Banda, Sambias Kapitänin, überlief ihre Gegenspielerin Kathrin Hendrich selbst in der zwölften Minute der Nachspielzeit noch mühelos. Die 23-Jährige gilt insofern als Ausnahmeerscheinung, da sie wegen erhöhter Testosteronwerte im vergangenen Jahr nicht zum Afrika-Cup zugelassen worden ist. Doch die Fifa verfolgt den Fall nicht weiter, und der zweifache Weltmeister Deutschland hat mit sich selbst gut genug zu tun.

Bundestrainerin Voss-Tecklenburg hob die Stimme, als sie mit Blick auf die Gruppenspiele gegen Marokko, Kolumbien und Südkorea sagte: »Gegen Kolumbien kommt die gleiche Physis, das gleiche Tempo auf uns zu.« Fünf von Verunsicherung geprägte Länderspiele in diesem Jahr – gegen Schweden (0:0), die Niederlande (1:0), Brasilien (1:2), Vietnam (2:1) und nun Sambia – nähren den Verdacht, dass sogar diese bunte Vorrundengruppe zur Zitterpartie werden kann.

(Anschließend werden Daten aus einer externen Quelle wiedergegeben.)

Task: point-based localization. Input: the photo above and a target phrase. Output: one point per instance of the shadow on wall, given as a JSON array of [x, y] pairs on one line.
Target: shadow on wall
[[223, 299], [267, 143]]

»In der Summe zu viele Fehler. In der Summe ein durchwachsenes Jahr«, konstatierte Voss-Tecklenburg, die zwar »nicht alles zerreden« wollte, aber doch deutliche Worte fand: »Mentalität und Körperlichkeit« müsse man reinkriegen, da müsse es endlich »klares Handeln und ein Learning« geben. Gleichwohl wollte die Daueroptimistin im Dämpfer im Frankenland auch eine Chance erkannt haben: »Vielleicht gucken die anderen jetzt weniger auf uns.« Stimmt wohl: Der eine oder andere wird Deutschland jetzt auch im Fußball der Frauen wohl nicht mehr zu den WM-Favoriten zählen.